Analysis by AJ Bell showed that in numerous areas, average flats and terraced houses now exceed the £450,000 cap.

Selby said: “ISAs are incredibly popular but political tinkering means a patchwork quilt of products has been stitched together over time; the fact we have the Lifetime ISA at the same time as still having Help to Buy ISAs in circulation, illustrates how complex the landscape has become.

“Research supported by AJ Bell shows that when faced with excess complexity, people often choose the path of least resistance in the form of cash saving. As the Treasury Committee report points out, the binary nature of cash and stocks and shares Lifetime ISAs exacerbates the danger people end up saving in cash when they could be better served investing, especially when using the account to fund retirement.”

Selby said removing complexity could play a crucial role in breaking down the psychological and material barriers between saving and investing.

He added: “Simplifying the ISA landscape, including the Lifetime ISA, would make it easier for people to identify the right product for their needs and put an end to what many consumers see as an either/or choice between cash savings and investments.”

Rachael Griffin, tax and financial planning expert at Quilter, said the report should be the “catalyst for serious reform.”

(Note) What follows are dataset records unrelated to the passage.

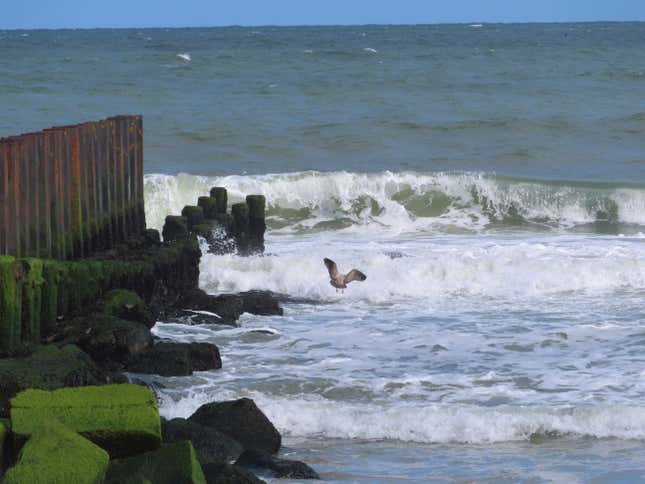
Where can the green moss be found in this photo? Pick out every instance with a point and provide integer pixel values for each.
(127, 305)
(209, 205)
(11, 273)
(220, 194)
(194, 215)
(171, 464)
(122, 419)
(53, 272)
(55, 454)
(32, 299)
(256, 205)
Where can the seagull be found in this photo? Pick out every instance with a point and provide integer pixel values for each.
(340, 281)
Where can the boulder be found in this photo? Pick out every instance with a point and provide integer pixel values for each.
(55, 454)
(108, 339)
(127, 305)
(174, 463)
(281, 468)
(224, 473)
(175, 228)
(48, 368)
(221, 195)
(194, 215)
(122, 419)
(176, 359)
(241, 420)
(210, 444)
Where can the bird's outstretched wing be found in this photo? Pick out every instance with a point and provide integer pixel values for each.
(331, 267)
(354, 275)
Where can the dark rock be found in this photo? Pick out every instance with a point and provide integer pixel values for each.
(210, 444)
(109, 340)
(204, 356)
(281, 468)
(128, 305)
(175, 228)
(243, 421)
(194, 215)
(224, 473)
(209, 205)
(48, 368)
(176, 359)
(220, 194)
(231, 306)
(152, 237)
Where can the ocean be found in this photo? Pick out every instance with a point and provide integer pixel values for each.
(488, 179)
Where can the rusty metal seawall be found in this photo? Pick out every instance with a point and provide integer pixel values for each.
(69, 191)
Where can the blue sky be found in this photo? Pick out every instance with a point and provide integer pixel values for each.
(167, 13)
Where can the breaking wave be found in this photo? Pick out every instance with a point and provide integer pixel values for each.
(409, 202)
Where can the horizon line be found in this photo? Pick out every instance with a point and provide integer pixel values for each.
(471, 22)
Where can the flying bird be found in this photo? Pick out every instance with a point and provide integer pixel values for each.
(340, 281)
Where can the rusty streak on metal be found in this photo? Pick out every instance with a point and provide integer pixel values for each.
(71, 190)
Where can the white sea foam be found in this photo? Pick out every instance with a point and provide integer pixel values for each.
(404, 202)
(433, 270)
(311, 417)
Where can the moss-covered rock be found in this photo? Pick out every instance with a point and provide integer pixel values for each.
(203, 230)
(209, 205)
(5, 426)
(127, 305)
(176, 359)
(172, 464)
(256, 204)
(122, 419)
(31, 300)
(55, 454)
(175, 228)
(194, 215)
(221, 195)
(11, 276)
(241, 420)
(48, 368)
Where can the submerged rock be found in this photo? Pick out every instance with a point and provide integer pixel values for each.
(56, 454)
(241, 420)
(48, 368)
(211, 445)
(176, 359)
(122, 419)
(174, 463)
(281, 468)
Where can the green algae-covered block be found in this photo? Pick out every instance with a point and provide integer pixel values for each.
(171, 464)
(257, 204)
(194, 215)
(32, 299)
(122, 419)
(5, 426)
(11, 272)
(55, 454)
(220, 194)
(209, 205)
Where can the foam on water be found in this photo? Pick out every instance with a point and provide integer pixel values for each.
(408, 202)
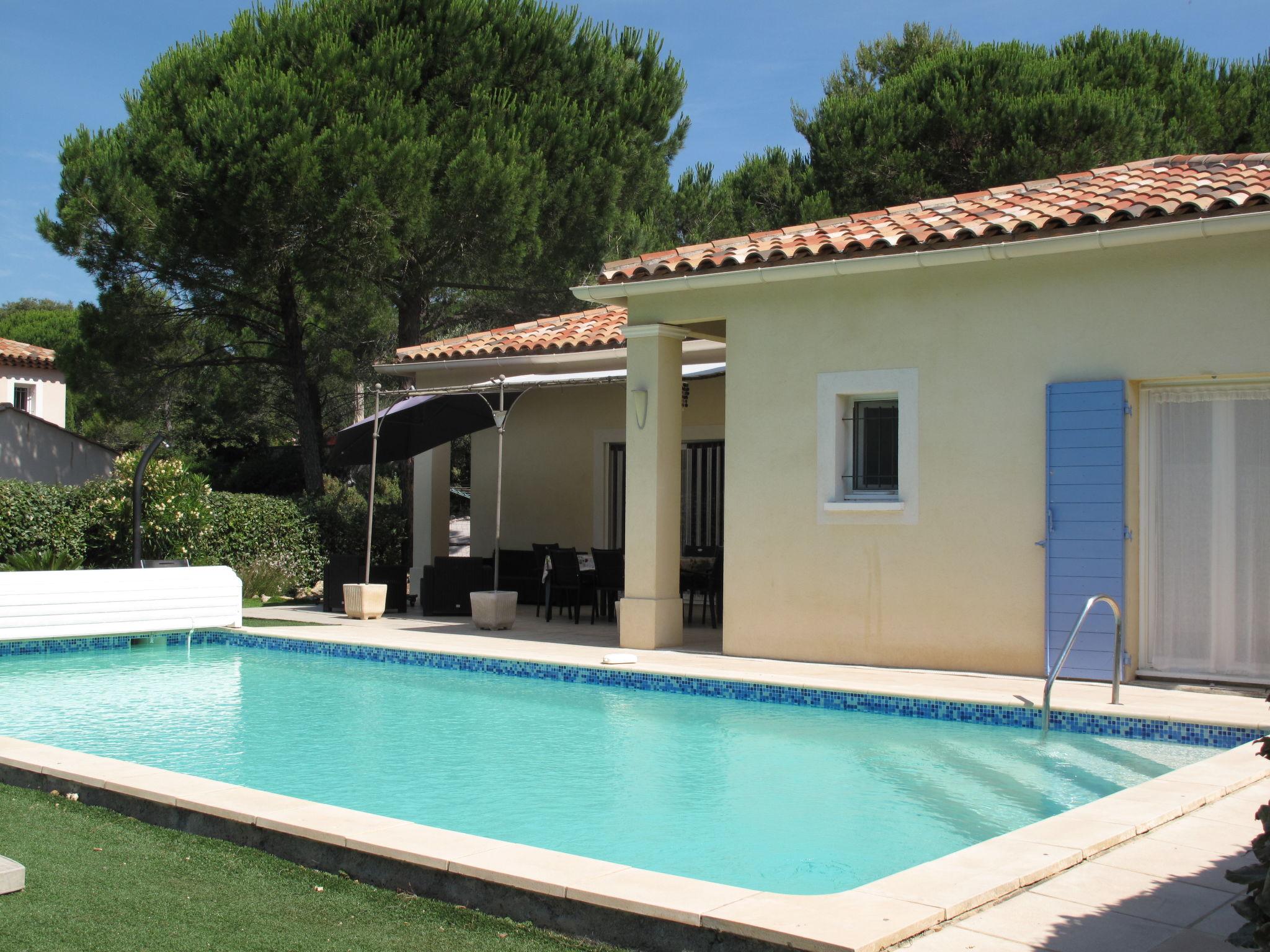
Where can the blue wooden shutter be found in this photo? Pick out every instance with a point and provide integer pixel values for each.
(1085, 521)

“The Lifetime ISA does not sit comfortably within the wider savings system and trying to make it serve two purposes has only added to the confusion. There is a clear opportunity to replace it with simpler, more targeted tools that give people the right support whether they are saving for a home or planning for later life. This should be a major focus of Labour’s upcoming ISA simplification programme this summer.”

However, the report highlighted a positive use case of the LISA as a retirement savings product for self-employed people.

According to research from Hargreaves Lansdown, only 21% of self-employed households are on track for a moderate income, compared to 36% of households overall.

Helen Morrissey, head of retirement analysis at Hargreaves Lansdown, said: “It’s a pressing issue that needs to be resolved and the LISA just might help us close the gap. The 25% bonus on a LISA acts in the same ways as basic rate tax relief on a pension and the money can be accessed if needed subject to a penalty. Added to this any income can be taken tax free.

“The report says that the LISA seems to work well with the self-employed and with further tweaks it could help further. We have long argued that if the penalty could be reduced from 25% to 20%, this could act as a further incentive for the self-employed to get a LISA, as they know they would not be losing a chunk of their own money in the event of early access.”